И – снова солнце, снова сад, широкие и мягкие резные листы, причудливые изгибы лозы. Женщина в винограднике взобралась на лестницу, на левой руке у нее корзина, правой отламывает виноградную гроздь. Крупные, наполненные светящимся соком ягоды – словно капли солнца, стекающего сквозь листву. Полуденный зной – самые тяжелые часы. Карл расставил треногу мольберта под виноградником, расстегнул до пояса рубаху. Женщина стоит перед ним на деревянной лестнице, прислоненной к оплетенной лозами стойке, – у женщины полные руки, плечи, грудь, в лице ее любовная опытность и хитро скрываемое желание. Она тянется к виноградной грозди, как бы подставляя для поцелуя губы…
После того как государь поднес «Утро» государыне, общество торопливо объявило Карлу Брюллову желание его величества иметь новую картину «под пару» предыдущей. Создавать под парувсегда сложно: нужно воспламениться от искры, которая уже воспламенила однажды; трудно, повторяясь, растолкать вдохновение. Брюллов сразу понимает, что писать нужно снова женщину и «кусочек Италии» – итальянскую женщину, итальянское настроение. Он пробует взяться за дело как бы с противоположной стороны: было утро – теперь пусть будет вечер, был яркий солнечный свет – теперь пусть будет сосредоточенный, густой, рождающий неверные тени свет лампы или фонаря. «Итальянский вечер»: «Молодая девушка, возвратившись домой по окончании праздника, подходит к окну, чтобы оное запереть, – записывает Брюллов новый сюжет. – Держа одной рукой лампу, другою делает итальянский знак приветствия лицу, предполагаемому вне дома». Но вдохновение своевольно: оно снова выбирает сад и солнце.
Он шагает из «Утра» в «Полдень». Свежесть воздуха уступила место зною, воздух густеет, все предметы словно обретают большую тяжесть, четкость очертаний. Уходит из картины легкое дыхание «Утра» – оно стало тяжелее под полуденным солнцем. И разница между женщиной, написанной в винограднике, и той, что умывалась у фонтана, – разница между утром и полднем: черты ее определеннее и тяжелее, и объятия тяжелее и определеннее, и ее горячая кожа не хранит следа девической прохлады.

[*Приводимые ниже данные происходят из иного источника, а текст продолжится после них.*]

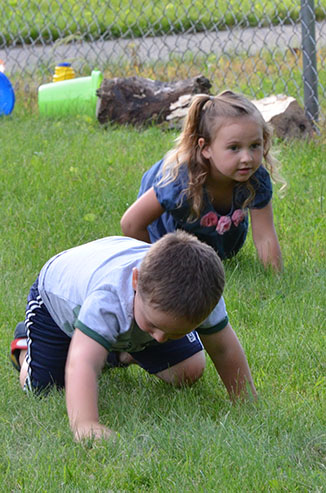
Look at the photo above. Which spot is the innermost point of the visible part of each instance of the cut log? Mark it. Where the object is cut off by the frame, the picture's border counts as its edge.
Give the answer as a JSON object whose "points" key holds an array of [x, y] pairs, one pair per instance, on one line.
{"points": [[139, 101]]}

…От жары, от напряжения у Карла идет кровь носом; тяжелые капли расплываются на белом полотне рубахи. Женщина спускается с лестницы, ведет его в дом. Она моет ему лицо, кладет на лоб мокрую тряпку. Потом они лежат на перине, расстеленной у отворенной в сад двери, едят из корзины виноград и запивают его холодной водой. Женщина одну за другой кладет ему в рот крупные ягоды и говорит, что с виноградным соком в кровь человека вливается солнце.
Государь картиной был очень доволен, разрешил обществу распространять ее в литографиях, Брюллову пожаловал еще один перстень и приказал брата его, Ивана, принять в академию «пенсионером его величества». Общество в послании Карлу сообщало, что все восхищаются «Полднем», да и возможно ли было не рассыпаться в похвалах, если тут же перечислялись монаршии награды и благодеяния. Лишь походя замечено было, что модель, выбранная Карлом, более приятных, нежели изящных соразмерностей, между тем как задача художества изображать натуру в изящнейшем виде. Брат Федор на сей счет, как всегда, откровенно выразился: лицо у модели сладострастно и рука коротка.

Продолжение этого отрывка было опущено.